The results of the present investigation (the relation between the level of ferritin serum and the edema surrounding the hematoma at the beginning of the study and 72 hr after the patients were hospitalized and the stronger relation between the level of ferritin serum and the edema surrounding the hematoma 72 hr after the patients were hospitalized in comparison with the edema surrounding the hematoma at the beginning of the study) confirmed this hypothesis that iron can have a role in the acute injury and also the belated brain injury (iron may perhaps have a contributing role in the acute phase but the main injury caused by it is delayed). In the acute phase, iron can compound the poisonous effect of thrombin and by accelerating the formation of the hydroxyl radicals and lipid peroxidation it can cause an oxidative injury (4, 33).
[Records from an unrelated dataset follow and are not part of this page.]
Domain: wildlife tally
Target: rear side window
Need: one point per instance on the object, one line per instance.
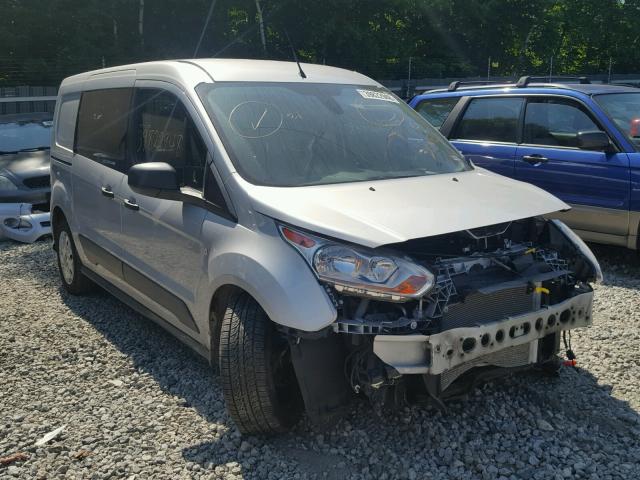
(102, 126)
(66, 122)
(490, 119)
(436, 110)
(164, 132)
(555, 122)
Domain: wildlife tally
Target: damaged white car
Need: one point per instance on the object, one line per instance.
(308, 233)
(24, 176)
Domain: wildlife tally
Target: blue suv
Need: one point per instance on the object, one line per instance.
(579, 141)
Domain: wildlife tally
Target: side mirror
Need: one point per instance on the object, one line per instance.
(155, 179)
(594, 140)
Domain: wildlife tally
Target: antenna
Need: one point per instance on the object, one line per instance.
(295, 55)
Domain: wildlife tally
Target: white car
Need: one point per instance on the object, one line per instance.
(308, 233)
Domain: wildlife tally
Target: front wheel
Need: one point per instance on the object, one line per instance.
(69, 266)
(258, 380)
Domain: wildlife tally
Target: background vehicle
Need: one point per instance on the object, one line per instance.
(308, 232)
(25, 175)
(578, 141)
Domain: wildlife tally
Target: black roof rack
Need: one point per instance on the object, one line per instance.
(527, 79)
(453, 86)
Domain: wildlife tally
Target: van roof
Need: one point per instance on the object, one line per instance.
(223, 69)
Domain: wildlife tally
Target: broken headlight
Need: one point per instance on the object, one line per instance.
(360, 271)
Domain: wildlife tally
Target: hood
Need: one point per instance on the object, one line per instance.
(375, 213)
(26, 164)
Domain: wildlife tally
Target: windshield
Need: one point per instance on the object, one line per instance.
(294, 134)
(624, 110)
(24, 134)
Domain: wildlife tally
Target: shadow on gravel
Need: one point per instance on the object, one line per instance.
(621, 265)
(176, 368)
(572, 410)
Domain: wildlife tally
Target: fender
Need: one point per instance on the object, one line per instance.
(272, 272)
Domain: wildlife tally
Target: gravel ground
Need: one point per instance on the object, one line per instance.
(136, 404)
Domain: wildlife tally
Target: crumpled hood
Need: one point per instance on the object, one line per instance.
(27, 164)
(375, 213)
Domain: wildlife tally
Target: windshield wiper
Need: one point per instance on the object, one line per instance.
(24, 150)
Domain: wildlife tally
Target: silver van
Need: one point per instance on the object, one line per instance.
(308, 233)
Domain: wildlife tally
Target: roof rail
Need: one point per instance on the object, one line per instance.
(527, 79)
(453, 86)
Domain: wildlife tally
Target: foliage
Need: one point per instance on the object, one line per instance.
(42, 41)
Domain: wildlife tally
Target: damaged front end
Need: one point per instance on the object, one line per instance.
(23, 222)
(426, 318)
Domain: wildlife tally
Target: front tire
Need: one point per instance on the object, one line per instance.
(258, 380)
(69, 265)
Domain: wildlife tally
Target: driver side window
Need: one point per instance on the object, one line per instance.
(164, 132)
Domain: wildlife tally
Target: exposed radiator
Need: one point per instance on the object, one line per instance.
(479, 309)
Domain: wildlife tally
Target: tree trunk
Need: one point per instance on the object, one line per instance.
(261, 23)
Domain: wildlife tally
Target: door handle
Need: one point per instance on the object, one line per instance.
(535, 159)
(130, 204)
(107, 192)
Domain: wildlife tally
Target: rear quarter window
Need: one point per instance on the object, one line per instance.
(102, 126)
(436, 110)
(490, 119)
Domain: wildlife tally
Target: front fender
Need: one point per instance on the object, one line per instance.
(274, 274)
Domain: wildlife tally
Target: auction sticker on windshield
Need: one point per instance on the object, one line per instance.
(375, 95)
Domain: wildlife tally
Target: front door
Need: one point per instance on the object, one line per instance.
(595, 183)
(98, 167)
(164, 257)
(487, 133)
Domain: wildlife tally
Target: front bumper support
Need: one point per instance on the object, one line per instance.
(435, 354)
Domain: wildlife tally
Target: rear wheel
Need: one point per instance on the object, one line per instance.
(258, 380)
(69, 265)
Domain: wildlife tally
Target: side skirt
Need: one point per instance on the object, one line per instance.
(145, 312)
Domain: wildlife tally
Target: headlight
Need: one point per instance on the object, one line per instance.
(582, 247)
(6, 184)
(361, 271)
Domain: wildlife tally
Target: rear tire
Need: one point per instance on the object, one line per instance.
(258, 380)
(69, 265)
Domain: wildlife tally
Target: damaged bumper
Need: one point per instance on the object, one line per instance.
(19, 222)
(482, 345)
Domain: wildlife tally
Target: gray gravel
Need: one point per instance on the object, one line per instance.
(136, 404)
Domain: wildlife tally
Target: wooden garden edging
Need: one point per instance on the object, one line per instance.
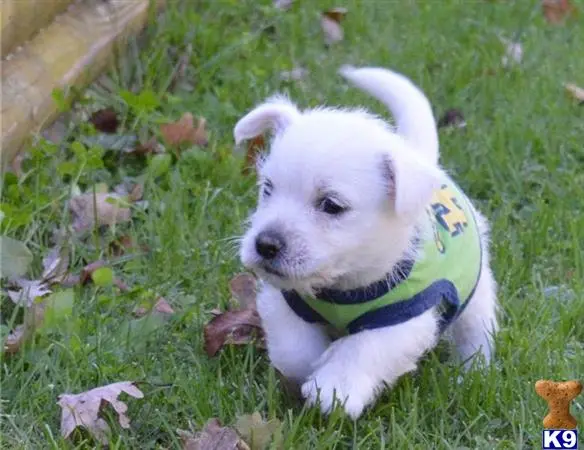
(74, 47)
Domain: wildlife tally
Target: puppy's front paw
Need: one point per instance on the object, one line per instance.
(331, 382)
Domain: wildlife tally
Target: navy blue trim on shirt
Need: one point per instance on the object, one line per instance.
(440, 292)
(400, 272)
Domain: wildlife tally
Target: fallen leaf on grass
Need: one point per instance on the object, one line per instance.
(254, 147)
(330, 22)
(15, 257)
(101, 208)
(46, 314)
(296, 74)
(575, 91)
(56, 265)
(513, 53)
(256, 432)
(452, 118)
(29, 291)
(124, 143)
(16, 163)
(243, 287)
(82, 410)
(125, 244)
(557, 11)
(184, 131)
(151, 146)
(238, 327)
(212, 437)
(161, 306)
(105, 120)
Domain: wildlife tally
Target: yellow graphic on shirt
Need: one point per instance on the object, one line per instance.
(448, 211)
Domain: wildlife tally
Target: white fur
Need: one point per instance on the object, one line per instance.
(386, 180)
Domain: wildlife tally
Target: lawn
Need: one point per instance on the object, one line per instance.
(520, 156)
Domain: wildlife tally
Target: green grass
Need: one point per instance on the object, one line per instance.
(520, 157)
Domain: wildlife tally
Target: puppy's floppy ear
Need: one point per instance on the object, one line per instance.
(411, 181)
(275, 114)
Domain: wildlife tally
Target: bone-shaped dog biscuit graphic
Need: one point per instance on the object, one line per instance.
(558, 396)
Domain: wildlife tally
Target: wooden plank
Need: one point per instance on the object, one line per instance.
(21, 19)
(71, 51)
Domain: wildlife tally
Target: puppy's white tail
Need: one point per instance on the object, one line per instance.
(408, 104)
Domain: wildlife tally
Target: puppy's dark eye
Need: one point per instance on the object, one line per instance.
(329, 206)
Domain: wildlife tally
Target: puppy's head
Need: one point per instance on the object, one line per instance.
(339, 197)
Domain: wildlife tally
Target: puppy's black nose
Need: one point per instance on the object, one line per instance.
(269, 244)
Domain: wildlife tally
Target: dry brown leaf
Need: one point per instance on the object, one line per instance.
(105, 120)
(184, 131)
(56, 265)
(513, 52)
(33, 318)
(256, 432)
(82, 410)
(125, 244)
(212, 437)
(29, 291)
(16, 163)
(238, 327)
(243, 287)
(151, 146)
(330, 22)
(296, 74)
(557, 11)
(254, 147)
(136, 193)
(452, 118)
(102, 208)
(575, 91)
(161, 306)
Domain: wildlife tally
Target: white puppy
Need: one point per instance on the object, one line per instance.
(359, 231)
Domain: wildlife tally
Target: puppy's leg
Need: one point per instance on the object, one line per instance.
(293, 344)
(474, 330)
(355, 368)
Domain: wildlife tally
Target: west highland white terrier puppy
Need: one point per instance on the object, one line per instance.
(359, 235)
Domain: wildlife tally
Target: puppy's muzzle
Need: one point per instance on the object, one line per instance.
(269, 244)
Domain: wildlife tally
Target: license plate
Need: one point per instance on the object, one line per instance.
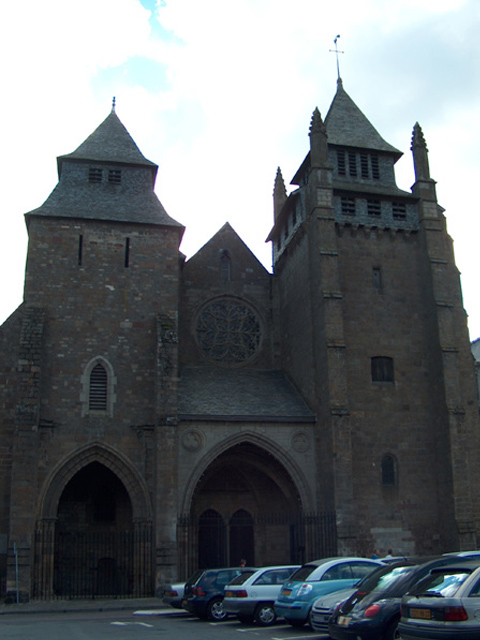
(424, 614)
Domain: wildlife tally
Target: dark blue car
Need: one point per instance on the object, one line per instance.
(373, 611)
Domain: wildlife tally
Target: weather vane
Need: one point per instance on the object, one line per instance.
(336, 52)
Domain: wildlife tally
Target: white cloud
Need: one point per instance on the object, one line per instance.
(228, 97)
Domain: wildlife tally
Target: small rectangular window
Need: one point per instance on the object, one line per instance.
(352, 164)
(114, 176)
(374, 208)
(377, 278)
(364, 165)
(348, 206)
(399, 210)
(94, 174)
(382, 369)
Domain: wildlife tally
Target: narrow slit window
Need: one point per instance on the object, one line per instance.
(80, 250)
(374, 208)
(348, 206)
(352, 164)
(225, 267)
(127, 252)
(399, 210)
(98, 389)
(389, 471)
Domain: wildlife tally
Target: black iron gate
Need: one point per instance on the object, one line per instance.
(90, 565)
(307, 536)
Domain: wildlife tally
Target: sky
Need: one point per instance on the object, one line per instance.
(219, 93)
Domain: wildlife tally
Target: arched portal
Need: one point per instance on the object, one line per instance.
(91, 541)
(251, 500)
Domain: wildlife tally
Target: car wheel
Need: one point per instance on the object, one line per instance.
(392, 631)
(245, 619)
(265, 614)
(298, 624)
(215, 611)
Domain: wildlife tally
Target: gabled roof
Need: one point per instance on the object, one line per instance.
(110, 142)
(347, 126)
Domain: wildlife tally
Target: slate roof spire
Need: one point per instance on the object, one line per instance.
(347, 126)
(110, 142)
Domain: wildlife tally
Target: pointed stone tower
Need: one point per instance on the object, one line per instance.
(374, 334)
(98, 358)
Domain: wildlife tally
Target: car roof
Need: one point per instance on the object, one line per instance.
(339, 559)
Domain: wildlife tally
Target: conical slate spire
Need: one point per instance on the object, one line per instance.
(347, 126)
(110, 142)
(420, 154)
(318, 139)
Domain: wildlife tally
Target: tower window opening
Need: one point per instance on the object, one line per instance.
(399, 210)
(80, 250)
(225, 266)
(94, 174)
(348, 206)
(114, 176)
(374, 208)
(98, 389)
(364, 165)
(342, 170)
(352, 164)
(382, 369)
(389, 471)
(127, 252)
(377, 278)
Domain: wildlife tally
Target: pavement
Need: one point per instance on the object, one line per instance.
(151, 605)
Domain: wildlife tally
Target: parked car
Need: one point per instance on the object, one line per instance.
(373, 611)
(317, 578)
(324, 607)
(173, 595)
(445, 605)
(251, 597)
(203, 594)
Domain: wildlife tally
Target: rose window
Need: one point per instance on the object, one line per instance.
(228, 332)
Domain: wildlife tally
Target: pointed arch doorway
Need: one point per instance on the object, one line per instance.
(246, 506)
(96, 545)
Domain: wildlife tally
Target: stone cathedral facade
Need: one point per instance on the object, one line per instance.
(161, 414)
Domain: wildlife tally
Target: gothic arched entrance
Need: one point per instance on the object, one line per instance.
(92, 539)
(246, 506)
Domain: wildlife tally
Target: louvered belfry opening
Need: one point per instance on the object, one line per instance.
(98, 389)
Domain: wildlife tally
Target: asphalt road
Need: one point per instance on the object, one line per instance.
(139, 625)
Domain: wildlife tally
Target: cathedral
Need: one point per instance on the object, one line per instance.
(160, 414)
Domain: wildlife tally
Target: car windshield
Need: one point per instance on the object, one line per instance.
(383, 579)
(303, 573)
(242, 577)
(442, 583)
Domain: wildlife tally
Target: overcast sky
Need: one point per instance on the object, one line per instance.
(219, 93)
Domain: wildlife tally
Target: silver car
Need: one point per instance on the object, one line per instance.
(445, 605)
(251, 596)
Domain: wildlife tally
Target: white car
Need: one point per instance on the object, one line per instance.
(325, 606)
(251, 596)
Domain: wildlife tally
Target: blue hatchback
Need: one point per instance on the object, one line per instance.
(316, 579)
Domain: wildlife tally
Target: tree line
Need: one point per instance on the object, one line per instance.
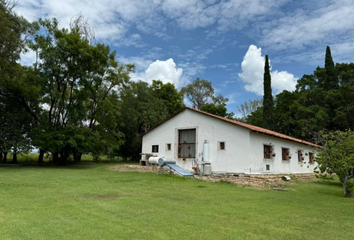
(76, 98)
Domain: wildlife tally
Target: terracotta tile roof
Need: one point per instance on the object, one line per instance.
(245, 125)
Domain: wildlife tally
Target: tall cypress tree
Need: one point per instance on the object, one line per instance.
(331, 75)
(267, 98)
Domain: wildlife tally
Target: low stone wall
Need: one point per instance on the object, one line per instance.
(260, 181)
(135, 168)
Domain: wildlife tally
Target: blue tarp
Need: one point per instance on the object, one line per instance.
(179, 170)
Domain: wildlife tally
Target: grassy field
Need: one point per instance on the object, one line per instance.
(33, 157)
(91, 202)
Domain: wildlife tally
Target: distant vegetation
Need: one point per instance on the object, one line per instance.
(77, 99)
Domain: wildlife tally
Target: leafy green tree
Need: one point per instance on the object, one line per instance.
(15, 123)
(268, 97)
(337, 157)
(199, 93)
(172, 98)
(249, 107)
(331, 80)
(217, 109)
(78, 93)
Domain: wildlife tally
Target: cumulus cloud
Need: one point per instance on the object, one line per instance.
(113, 19)
(166, 71)
(252, 74)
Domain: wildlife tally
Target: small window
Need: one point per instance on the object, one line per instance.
(311, 157)
(187, 143)
(300, 156)
(267, 151)
(285, 152)
(155, 148)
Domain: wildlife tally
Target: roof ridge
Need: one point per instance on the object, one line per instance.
(256, 128)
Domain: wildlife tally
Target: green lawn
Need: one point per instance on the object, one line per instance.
(89, 202)
(33, 158)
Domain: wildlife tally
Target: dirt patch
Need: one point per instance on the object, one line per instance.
(135, 168)
(110, 196)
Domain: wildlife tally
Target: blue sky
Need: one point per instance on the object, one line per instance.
(222, 41)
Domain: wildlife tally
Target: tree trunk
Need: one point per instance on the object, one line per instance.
(5, 157)
(40, 157)
(347, 190)
(55, 158)
(77, 155)
(14, 157)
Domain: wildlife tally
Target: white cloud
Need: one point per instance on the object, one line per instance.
(166, 71)
(113, 19)
(253, 71)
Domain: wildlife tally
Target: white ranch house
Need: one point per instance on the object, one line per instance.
(191, 136)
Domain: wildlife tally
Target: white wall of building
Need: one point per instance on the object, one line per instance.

By considering the relation between ferritin and the iron-related stress oxidative metabolism, it may be possible to decrease the mortality and morbidity by affecting these metabolisms (such as iron chelators drugs). Reports on the previous studies, reveals optimal results of the curing effect of defroxamine for ICH treatment in animal models (20-21). Yet, it is essential that more clinical evaluations be carried out concerning the curing effect of defroxamine in the treatment of ICH patients on more animal and even human models. There has been recently a study conducted on human, which showed the relative safeness of defroxamine and the satisfying rate of defroxamine tolerance in patients of ICH (34). It is suggested for further studies that the relation between the level of ferritin and the clinical consequences it has on patients, be investigated.
Of the delimitations of this study was that according to the design of this investigation (cross sectional), it is not possible to make firm judgments about the relation between the causes and effects in the study; and the same goes for the effective role of the variables and the possible intervening factors like larger hematoma volume in patients with higher levels of ferritin, the hydrostatic pressure caused by the formation of hematoma, the accumulation of clot and the activation the coagulation cascade and the formation of thrombin which according to previous studies (6, 35-36) play a role at the initial levels of the edema surrounding the hematoma.
Conclusion
Results of the current study confirm the effective role of iron on the edema volume elevation in ICH. We suggest further studies to evaluate the effect of iron chelators in patients who suffer of different model of ICH.
Acknowledgement
The present manuscript is the product of Neurology resident thesis that was approved by the Guilan University of Medical Science, Rasht, Iran.
Declaration of interest
The authors declare no conflict of interest.